Meteorological versus spatial drivers of the spatial synchrony of forest insect pest outbreaks in North America

Population spatial synchrony has major consequences for the impacts of forest insect pest outbreaks at regional scales. We tested the predictions that the strength and drivers of this synchrony would differ among species according to their dispersal abilities and feeding guild. Using a matrix regression approach, we statistically partitioned the importance of spatial and environmental drivers of outbreak synchrony in six species of phloem-feeding bark beetles and six species of defoliating Lepidoptera in North America. Potential drivers included in the regressions were synchrony of weather conditions and spatial proximity. Overall, model selection operations on the matrix regressions indicated that synchrony in the outbreaks of forest insect pests arises from a combination of spatial drivers such as dispersal and synchrony of weather, also known as Moran effects.

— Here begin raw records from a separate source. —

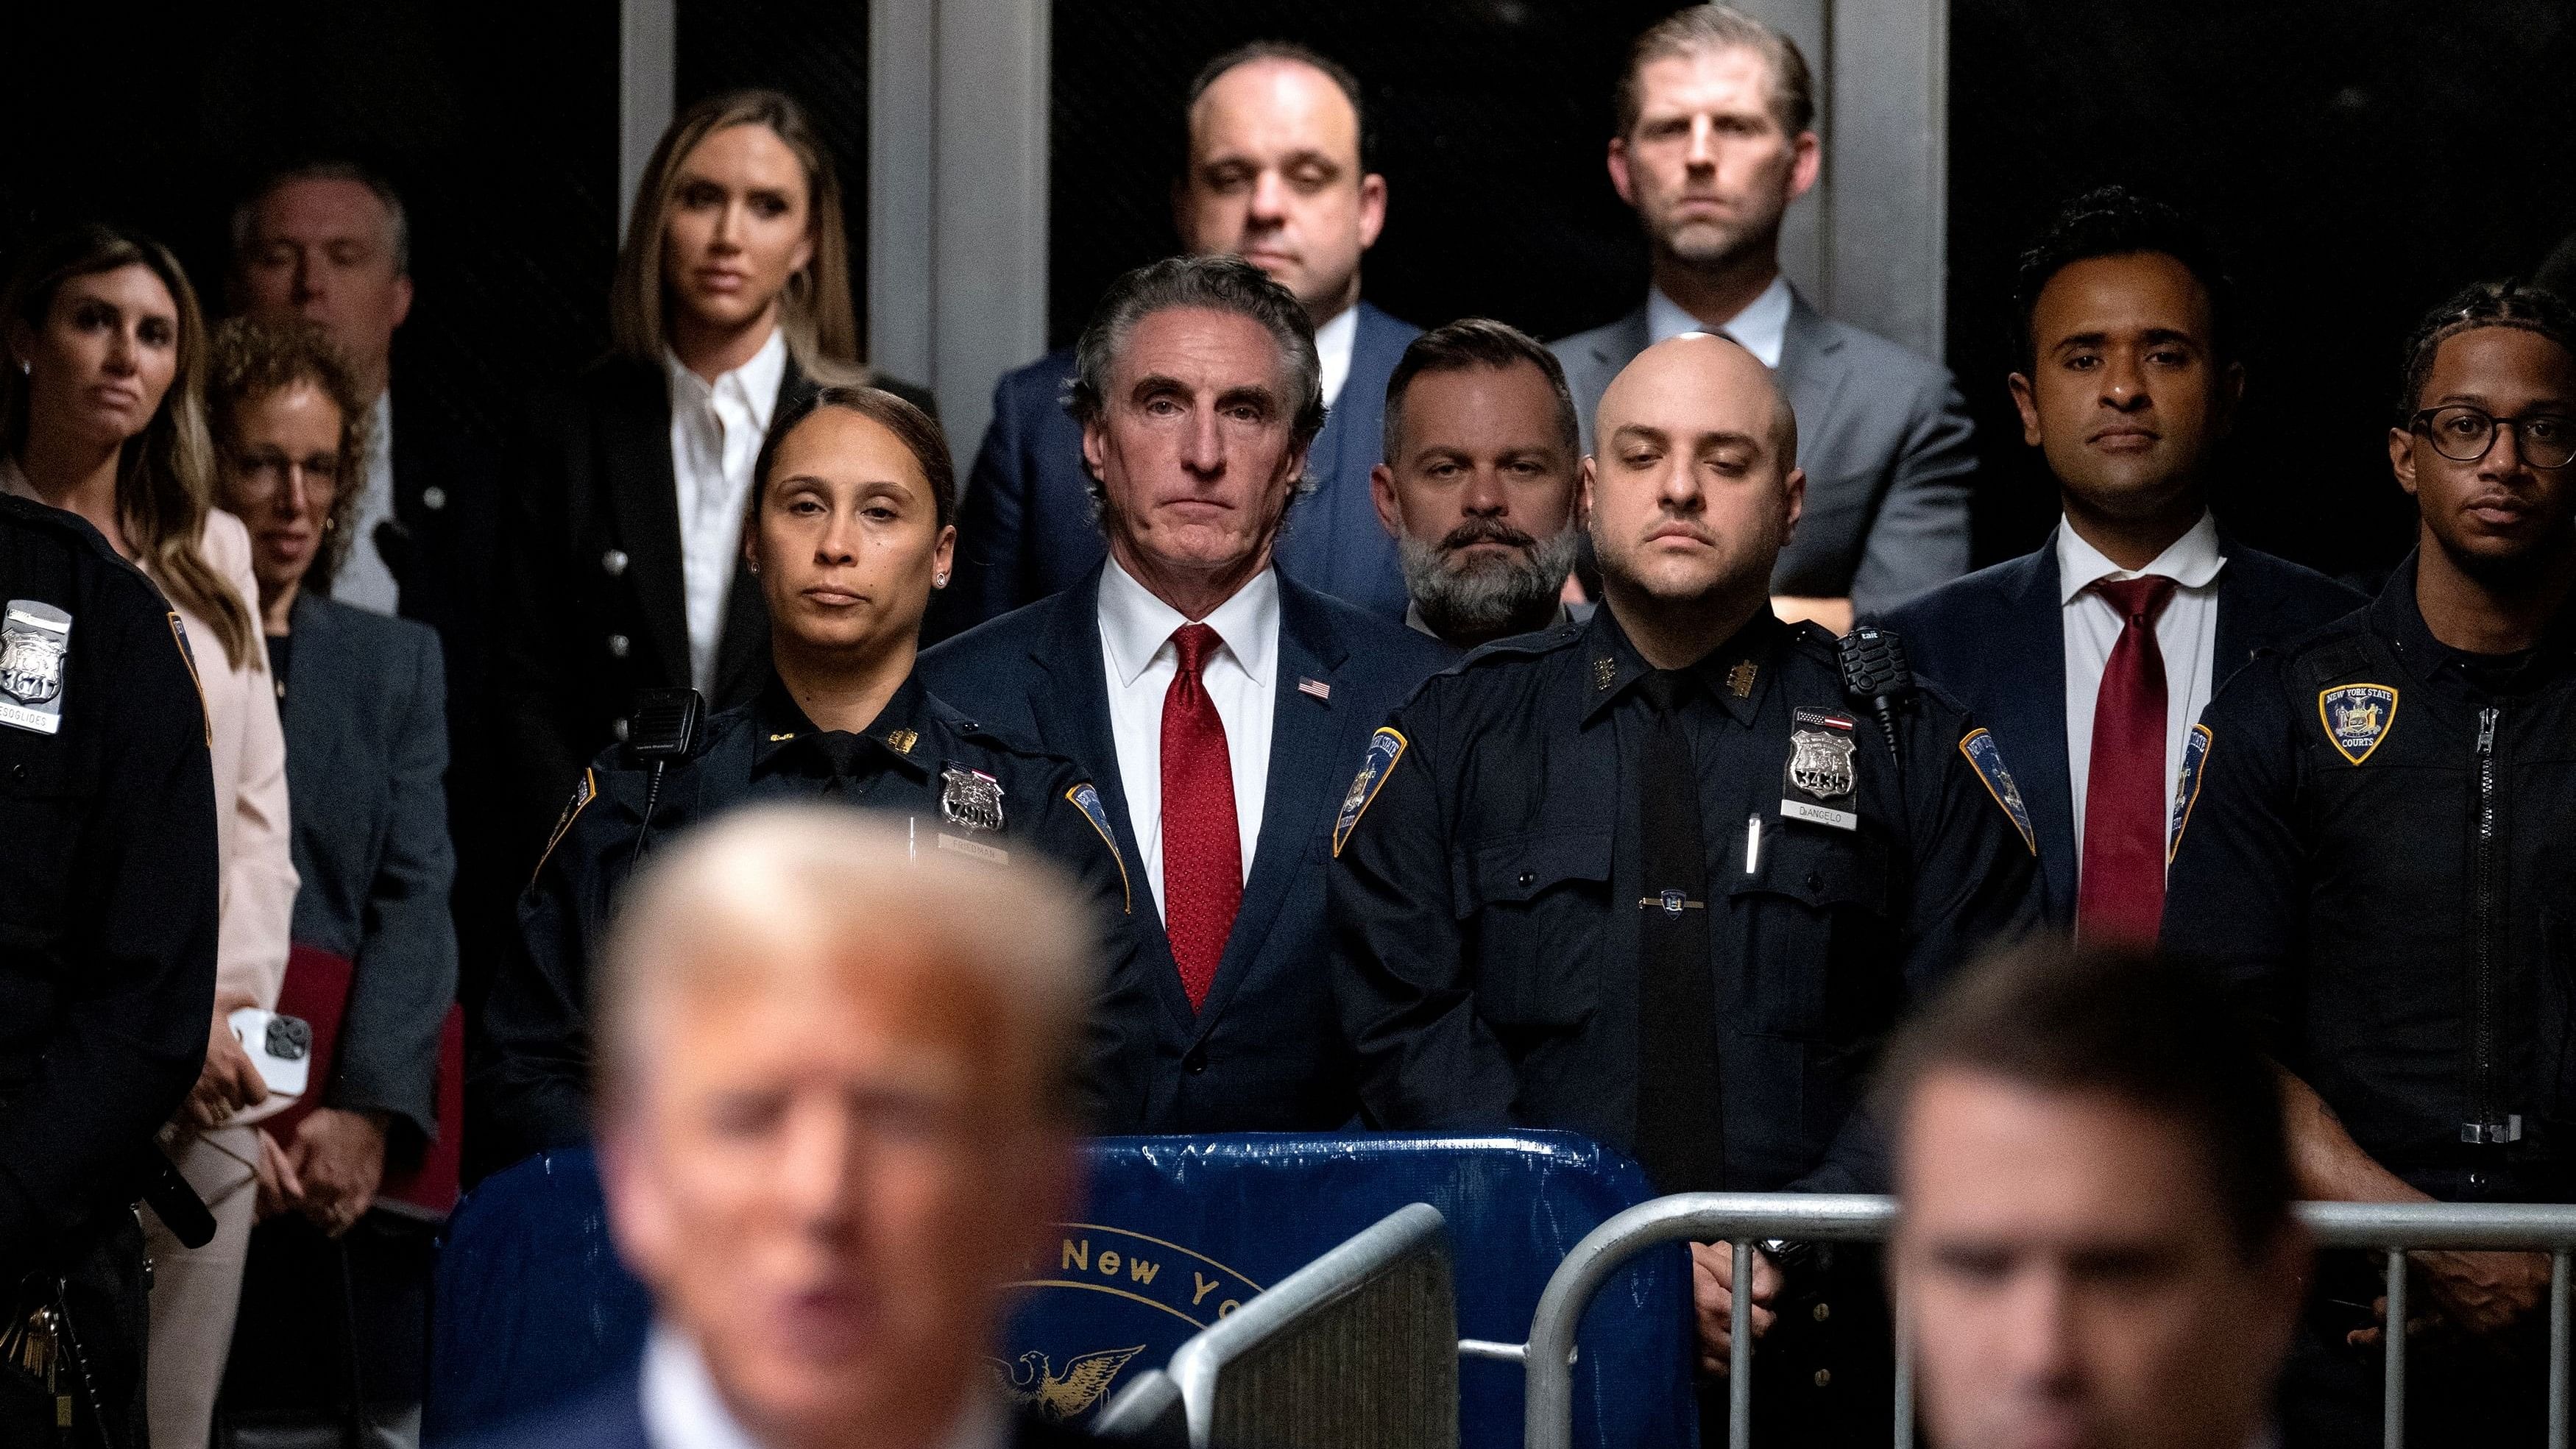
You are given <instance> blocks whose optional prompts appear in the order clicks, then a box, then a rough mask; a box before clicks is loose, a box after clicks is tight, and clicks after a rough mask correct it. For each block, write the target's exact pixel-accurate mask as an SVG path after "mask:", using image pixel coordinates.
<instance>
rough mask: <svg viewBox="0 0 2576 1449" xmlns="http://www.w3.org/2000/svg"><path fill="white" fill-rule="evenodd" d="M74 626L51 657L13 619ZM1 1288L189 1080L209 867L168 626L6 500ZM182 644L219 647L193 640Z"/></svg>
mask: <svg viewBox="0 0 2576 1449" xmlns="http://www.w3.org/2000/svg"><path fill="white" fill-rule="evenodd" d="M21 602H33V605H52V607H54V610H62V613H67V615H72V625H70V636H67V638H62V643H64V646H67V651H62V654H54V649H52V646H49V638H46V631H41V628H36V625H28V623H26V620H21V618H15V615H18V613H33V610H21V607H18V605H21ZM0 607H5V610H10V618H5V620H0V625H5V636H8V643H0V705H10V710H8V713H10V715H13V718H26V715H23V713H21V710H36V713H41V710H46V708H54V705H59V723H57V728H54V731H52V734H44V731H36V728H23V726H21V723H10V721H0V1282H10V1279H8V1269H13V1266H21V1264H23V1256H26V1253H36V1251H44V1248H46V1246H49V1243H54V1241H57V1238H59V1235H62V1233H64V1230H70V1228H75V1225H77V1223H82V1220H85V1217H90V1215H93V1212H98V1210H103V1207H116V1204H121V1202H129V1199H131V1197H134V1184H129V1181H121V1176H124V1174H126V1171H129V1168H131V1158H134V1153H137V1148H142V1145H147V1143H149V1140H152V1135H155V1132H157V1130H160V1125H162V1122H167V1120H170V1114H173V1112H175V1109H178V1104H180V1099H183V1096H185V1094H188V1086H193V1084H196V1073H198V1066H201V1063H204V1058H206V1022H209V1019H211V1017H214V937H216V901H219V883H216V872H219V862H216V836H214V772H211V764H209V759H206V705H204V700H201V697H198V692H196V677H193V674H191V667H188V659H185V656H183V651H180V633H178V615H175V613H170V605H167V602H165V600H162V597H160V592H157V589H155V587H152V584H149V579H144V577H142V574H139V571H134V566H129V564H126V561H124V558H118V556H116V553H113V551H111V548H108V543H106V540H103V538H100V535H98V530H93V528H90V525H88V522H82V520H80V517H75V515H70V512H59V510H52V507H44V504H33V502H26V499H15V497H5V494H0ZM198 649H216V643H214V641H198Z"/></svg>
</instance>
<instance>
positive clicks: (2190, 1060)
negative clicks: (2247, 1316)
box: [1878, 939, 2293, 1261]
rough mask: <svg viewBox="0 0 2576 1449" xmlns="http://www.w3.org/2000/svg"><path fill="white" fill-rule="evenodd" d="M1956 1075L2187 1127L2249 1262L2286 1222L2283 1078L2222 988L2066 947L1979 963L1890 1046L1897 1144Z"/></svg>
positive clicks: (2292, 1191) (1894, 1115)
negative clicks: (1934, 1080) (2162, 1118)
mask: <svg viewBox="0 0 2576 1449" xmlns="http://www.w3.org/2000/svg"><path fill="white" fill-rule="evenodd" d="M1953 1071H1955V1073H1971V1076H1989V1078H2002V1081H2009V1084H2014V1086H2027V1089H2038V1091H2048V1094H2066V1096H2076V1094H2099V1096H2112V1099H2117V1102H2128V1104H2136V1107H2141V1109H2146V1112H2154V1114H2156V1117H2164V1120H2169V1122H2172V1125H2177V1127H2182V1132H2184V1135H2190V1138H2192V1143H2195V1145H2197V1148H2200V1158H2202V1163H2205V1171H2208V1181H2210V1192H2213V1197H2218V1204H2221V1210H2223V1212H2226V1220H2228V1238H2231V1241H2233V1243H2236V1253H2239V1256H2241V1259H2246V1261H2251V1259H2259V1256H2262V1253H2264V1251H2267V1248H2272V1246H2275V1243H2277V1241H2280V1233H2282V1230H2285V1228H2287V1225H2290V1192H2293V1179H2290V1153H2287V1143H2285V1135H2282V1125H2280V1081H2277V1078H2275V1071H2272V1063H2269V1060H2267V1058H2264V1055H2262V1050H2259V1048H2257V1045H2254V1035H2251V1032H2249V1029H2246V1027H2244V1022H2241V1019H2239V1014H2236V1011H2233V1006H2231V1004H2228V1001H2226V996H2223V993H2221V991H2218V986H2215V983H2213V981H2210V978H2208V975H2205V973H2200V970H2195V968H2190V965H2179V963H2172V960H2164V957H2154V955H2146V952H2136V950H2094V947H2087V950H2074V947H2069V945H2063V942H2058V939H2038V942H2025V945H2020V947H2012V950H2004V952H1999V955H1994V957H1989V960H1984V963H1978V965H1976V968H1971V970H1968V973H1965V975H1960V978H1958V981H1953V983H1950V988H1947V991H1942V993H1940V999H1937V1001H1935V1004H1932V1006H1929V1009H1927V1011H1924V1014H1919V1017H1917V1019H1914V1022H1911V1024H1906V1027H1904V1029H1901V1032H1899V1037H1896V1042H1893V1045H1891V1048H1888V1058H1886V1066H1883V1073H1880V1081H1878V1117H1880V1120H1883V1122H1888V1125H1891V1127H1893V1130H1896V1135H1899V1143H1901V1140H1904V1120H1906V1112H1909V1107H1911V1099H1914V1094H1917V1089H1919V1086H1922V1084H1924V1078H1929V1076H1935V1073H1953ZM1899 1150H1901V1148H1899Z"/></svg>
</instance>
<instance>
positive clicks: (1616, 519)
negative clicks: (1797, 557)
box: [1584, 332, 1806, 631]
mask: <svg viewBox="0 0 2576 1449" xmlns="http://www.w3.org/2000/svg"><path fill="white" fill-rule="evenodd" d="M1595 425H1597V438H1600V445H1597V450H1595V456H1592V458H1584V494H1587V499H1589V512H1592V548H1595V553H1600V566H1602V584H1605V592H1607V600H1610V607H1613V613H1615V615H1618V618H1620V620H1623V623H1625V625H1628V628H1631V631H1633V628H1636V623H1633V620H1631V615H1638V610H1667V607H1669V610H1682V613H1685V615H1700V613H1708V615H1710V618H1718V615H1723V618H1734V615H1741V613H1747V610H1752V607H1759V600H1767V592H1770V571H1772V564H1777V558H1780V548H1783V546H1785V543H1788V535H1790V530H1793V528H1795V525H1798V507H1801V504H1803V499H1806V476H1803V474H1801V471H1798V466H1795V458H1798V420H1795V414H1790V407H1788V399H1785V396H1783V394H1780V386H1777V383H1775V381H1772V373H1770V368H1765V365H1762V363H1759V360H1757V358H1754V355H1752V353H1747V350H1744V347H1739V345H1736V342H1728V340H1726V337H1710V335H1703V332H1690V335H1682V337H1674V340H1669V342H1656V345H1654V347H1646V350H1643V353H1638V358H1636V360H1633V363H1628V365H1625V368H1623V371H1620V376H1618V378H1613V381H1610V391H1605V394H1602V404H1600V412H1597V414H1595Z"/></svg>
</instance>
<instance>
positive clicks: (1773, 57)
mask: <svg viewBox="0 0 2576 1449" xmlns="http://www.w3.org/2000/svg"><path fill="white" fill-rule="evenodd" d="M1726 49H1747V51H1754V54H1757V57H1762V59H1765V64H1770V72H1772V77H1770V80H1772V118H1775V121H1780V134H1783V136H1798V134H1803V131H1811V129H1816V75H1814V72H1811V69H1808V67H1806V54H1801V51H1798V41H1793V39H1788V36H1785V33H1780V31H1777V28H1772V26H1765V23H1762V21H1754V18H1752V15H1747V13H1744V10H1736V8H1734V5H1690V8H1685V10H1674V13H1672V15H1664V18H1662V21H1656V23H1651V26H1646V31H1643V33H1641V36H1638V39H1636V41H1633V44H1631V46H1628V67H1625V69H1623V72H1620V77H1618V134H1620V136H1625V134H1631V131H1636V118H1638V113H1641V111H1643V108H1646V90H1643V85H1638V72H1641V69H1646V64H1649V62H1659V59H1669V57H1695V54H1705V51H1726Z"/></svg>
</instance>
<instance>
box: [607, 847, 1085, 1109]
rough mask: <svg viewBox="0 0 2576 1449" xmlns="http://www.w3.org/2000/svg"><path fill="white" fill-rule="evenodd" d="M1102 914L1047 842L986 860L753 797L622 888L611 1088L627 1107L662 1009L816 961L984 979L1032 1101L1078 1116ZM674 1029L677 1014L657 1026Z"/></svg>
mask: <svg viewBox="0 0 2576 1449" xmlns="http://www.w3.org/2000/svg"><path fill="white" fill-rule="evenodd" d="M1097 939H1100V924H1097V921H1095V919H1092V914H1090V911H1087V909H1084V906H1082V903H1079V898H1077V896H1074V891H1072V883H1069V880H1066V875H1064V872H1061V870H1059V867H1054V865H1048V862H1046V860H1041V857H1038V854H1036V852H1020V857H1018V860H1012V862H1007V865H984V862H976V860H966V857H961V854H953V852H945V849H922V852H914V849H912V847H909V839H907V831H904V826H902V824H899V821H884V818H871V816H863V813H855V811H845V808H835V806H811V803H806V806H752V808H742V811H732V813H729V816H724V818H719V821H714V824H708V826H701V829H698V831H690V834H688V836H680V839H677V842H672V847H670V849H665V852H662V854H657V857H654V860H652V865H647V867H644V872H641V875H639V878H636V880H634V883H631V885H629V891H626V893H623V909H621V911H618V916H616V927H613V929H611V937H608V950H605V952H603V955H600V963H598V970H595V975H592V1022H598V1027H600V1029H598V1032H595V1042H598V1053H595V1071H598V1086H600V1091H598V1102H600V1109H603V1112H608V1114H616V1112H621V1109H623V1107H629V1104H631V1102H634V1096H636V1089H639V1086H641V1081H644V1078H647V1076H649V1071H652V1060H654V1042H652V1040H649V1032H652V1029H654V1024H652V1022H654V1019H667V1017H670V999H672V993H680V991H703V988H708V986H747V988H762V986H775V983H796V978H799V975H801V973H806V970H811V968H814V963H817V960H819V957H827V955H829V957H842V960H848V957H853V955H855V957H860V960H871V963H878V960H881V963H886V965H889V968H891V970H902V968H904V965H907V952H912V955H909V963H922V957H930V965H935V970H938V973H943V975H948V978H956V975H966V978H976V983H979V986H981V988H987V991H989V993H992V996H994V999H997V1001H1002V1004H1005V1006H1007V1011H1010V1017H1012V1035H1015V1037H1018V1042H997V1050H1012V1053H1028V1058H1025V1060H1028V1063H1030V1066H1033V1068H1036V1071H1033V1076H1030V1086H1033V1091H1036V1096H1038V1099H1036V1102H1030V1104H1028V1114H1030V1117H1036V1120H1043V1122H1048V1125H1054V1127H1059V1130H1064V1127H1069V1125H1072V1122H1069V1117H1072V1109H1074V1107H1072V1104H1074V1099H1077V1096H1079V1094H1077V1091H1069V1084H1072V1081H1074V1076H1077V1071H1079V1042H1082V1022H1084V1017H1087V1011H1090V1001H1092V996H1095V991H1097V975H1100V965H1097V955H1100V952H1097ZM662 1029H670V1027H662Z"/></svg>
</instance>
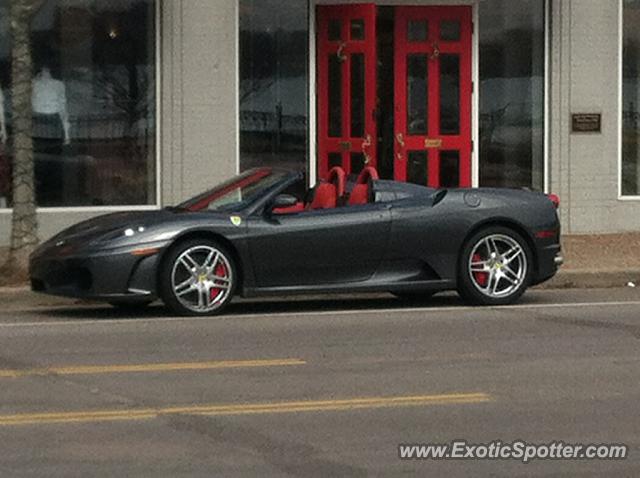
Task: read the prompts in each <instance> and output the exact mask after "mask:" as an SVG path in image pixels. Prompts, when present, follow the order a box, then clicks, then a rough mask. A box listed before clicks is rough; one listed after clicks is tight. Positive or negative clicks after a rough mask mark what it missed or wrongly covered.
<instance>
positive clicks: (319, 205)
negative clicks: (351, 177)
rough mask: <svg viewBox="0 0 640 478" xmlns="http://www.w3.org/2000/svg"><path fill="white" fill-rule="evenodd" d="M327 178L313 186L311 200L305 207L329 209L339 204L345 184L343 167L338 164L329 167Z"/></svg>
mask: <svg viewBox="0 0 640 478" xmlns="http://www.w3.org/2000/svg"><path fill="white" fill-rule="evenodd" d="M327 178H328V179H327V181H322V182H321V183H319V184H318V185H317V186H316V187H315V190H314V194H313V200H312V201H311V203H310V204H309V205H308V206H307V209H311V210H313V209H331V208H334V207H336V206H337V205H338V204H341V201H342V200H343V197H344V194H345V190H346V185H347V175H346V173H345V172H344V169H342V168H341V167H339V166H336V167H334V168H331V170H330V171H329V175H328V176H327Z"/></svg>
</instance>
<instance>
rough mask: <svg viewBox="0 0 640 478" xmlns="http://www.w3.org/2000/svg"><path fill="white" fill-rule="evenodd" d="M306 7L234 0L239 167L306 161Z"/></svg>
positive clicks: (281, 3)
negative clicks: (236, 50)
mask: <svg viewBox="0 0 640 478" xmlns="http://www.w3.org/2000/svg"><path fill="white" fill-rule="evenodd" d="M307 23H308V8H307V2H303V1H295V2H293V1H291V0H240V168H241V169H242V170H246V169H249V168H252V167H255V166H264V165H269V166H281V167H285V168H288V169H299V170H303V169H305V168H306V165H307V158H306V151H307V134H308V133H307V125H308V121H307V116H308V114H307V110H308V106H307V105H308V86H307V85H308V51H309V40H308V28H307Z"/></svg>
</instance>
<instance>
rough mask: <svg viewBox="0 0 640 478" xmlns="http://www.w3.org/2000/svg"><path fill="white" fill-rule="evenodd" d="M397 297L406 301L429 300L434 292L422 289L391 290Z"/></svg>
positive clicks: (422, 300) (432, 291)
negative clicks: (418, 290) (409, 291)
mask: <svg viewBox="0 0 640 478" xmlns="http://www.w3.org/2000/svg"><path fill="white" fill-rule="evenodd" d="M391 293H392V294H393V295H395V296H396V297H397V298H398V299H402V300H405V301H407V302H427V301H429V300H430V299H431V298H432V297H433V296H434V294H435V292H434V291H430V290H423V291H413V292H391Z"/></svg>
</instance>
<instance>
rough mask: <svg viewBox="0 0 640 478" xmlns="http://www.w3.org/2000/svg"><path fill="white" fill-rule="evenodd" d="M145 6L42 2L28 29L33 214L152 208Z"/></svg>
mask: <svg viewBox="0 0 640 478" xmlns="http://www.w3.org/2000/svg"><path fill="white" fill-rule="evenodd" d="M9 3H10V0H0V86H1V90H2V97H3V99H4V101H3V103H4V108H2V110H3V111H2V113H3V115H2V116H3V118H5V120H6V121H5V123H6V128H5V129H6V131H7V135H6V136H7V140H6V141H5V142H3V143H2V145H1V146H0V206H9V207H10V206H11V191H10V189H11V184H10V180H9V179H8V178H10V175H11V172H10V170H11V163H12V154H11V148H12V147H11V144H12V142H11V138H12V128H11V111H10V110H11V77H10V75H11V73H10V71H11V68H10V65H11V47H10V44H11V39H10V31H9V28H8V21H9ZM154 7H155V5H154V2H153V0H130V1H127V2H104V1H98V0H75V1H73V2H70V1H62V0H47V1H45V2H44V3H43V5H42V7H41V8H40V9H39V10H38V12H37V13H36V15H35V17H34V18H33V21H32V22H31V44H32V56H33V81H32V87H33V93H32V116H33V133H32V136H33V146H34V168H35V182H36V198H37V205H38V206H39V207H61V206H64V207H68V206H119V205H147V204H155V203H156V179H155V178H156V173H155V168H156V151H155V135H156V129H155V102H156V95H155V91H156V87H155V84H156V83H155V82H156V78H155V8H154Z"/></svg>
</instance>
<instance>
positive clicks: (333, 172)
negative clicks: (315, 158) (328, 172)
mask: <svg viewBox="0 0 640 478" xmlns="http://www.w3.org/2000/svg"><path fill="white" fill-rule="evenodd" d="M328 181H329V182H330V183H331V184H333V185H334V186H335V187H336V204H337V205H342V204H344V195H345V193H346V191H347V174H346V173H345V172H344V169H342V168H341V167H340V166H336V167H334V168H331V169H330V170H329V176H328Z"/></svg>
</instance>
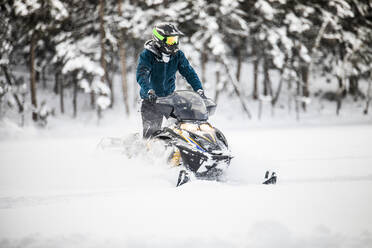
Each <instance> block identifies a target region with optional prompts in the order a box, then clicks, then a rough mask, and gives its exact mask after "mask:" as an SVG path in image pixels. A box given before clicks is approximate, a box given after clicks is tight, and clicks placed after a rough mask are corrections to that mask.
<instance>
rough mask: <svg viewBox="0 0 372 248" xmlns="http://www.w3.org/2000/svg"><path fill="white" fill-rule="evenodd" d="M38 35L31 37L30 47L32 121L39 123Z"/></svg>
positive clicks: (33, 34)
mask: <svg viewBox="0 0 372 248" xmlns="http://www.w3.org/2000/svg"><path fill="white" fill-rule="evenodd" d="M36 42H37V38H36V34H35V33H33V34H32V36H31V45H30V89H31V104H32V108H33V109H32V120H34V121H37V119H38V118H37V117H38V116H37V112H36V111H37V110H36V108H37V101H36V71H35V48H36Z"/></svg>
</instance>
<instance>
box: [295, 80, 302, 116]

Moran effects appeared to be more important in driving the synchrony of bark beetles than defoliators, possibly because weather (e.g., drought) has stronger impacts on bark beetle outbreak dynamics. Nonparametric spatial correlation functions showed that defoliators exhibited stronger synchrony over short distances than bark beetles, possibly because the cyclical nature of defoliator populations allows them to be more easily synchronized. The greater influence of Moran effects on the synchrony of bark beetles compared to defoliators, coupled with climate-change-driven increases in synchrony of weather, may lead to more widespread events of high tree mortality due to bark beetle epidemics.